Eric slow-rolled the opening of the envelope and retrieval of the note, causing Bryan to cuss him out mercilessly. “Okay, okay, relax,” said Eric, before exhaling, then reading the letter out loud:
Hey, Eric and Bry. If you’re reading this—sorry for dying. Don’t know how you guys will ever get a girl to talk to you without me around. You can have whatever you want from my room, just ask my mom first. I want you guys to visit her once in a while. You can tell her some of my secrets, just leave out the really nasty shit. She considers the two of you her redheaded stepchildren, for some reason.

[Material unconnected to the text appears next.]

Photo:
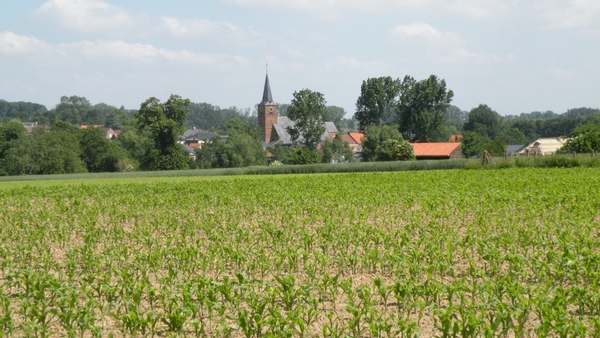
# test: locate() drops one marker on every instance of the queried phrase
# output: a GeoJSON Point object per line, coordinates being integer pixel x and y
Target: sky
{"type": "Point", "coordinates": [515, 56]}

I know you jerkoffs want to know what’s in my box. I considered just leaving it for you, but fuck that, I’m not telling you shit! Anyway, here’s the combination: 69-04-20. Ha! Good luck with that!
P.S. The key to Bryan’s mom’s chastity belt is in my ass.
Bryan and Eric began laughing at some point during the letter and didn’t stop until Bryan pulled up in front of Eric’s house. “I can’t believe it,” said Bryan. “He left the fucking combination, but not the box.”
“I know, dude. Kills me,” said Eric. “We’re gonna have to dig him up. Show him we’re not pussies.”
Bryan laughed. “Sure, man.”
“I’m not joking.”
Bryan caught his breath and became uncharacter-istically serious. “Eric, let it go. He’s gone.”
“One last night of fuckery with Andy. What do you say, dude? One last gag for all the times he fucked with us,” said Eric, almost pleading. “I’m pretty sure we have his blessing at this point.”
“It’s over, Eric. I loved him, almost as much as you. But it’s done,” stated Bryan. “We’ll do something this weekend.”
Eric nodded, and his heart sank, as his only living friend pulled away. It was only moments before the feelings of loneliness and isolation crept back in and surrounded him like a moth-eaten blanket.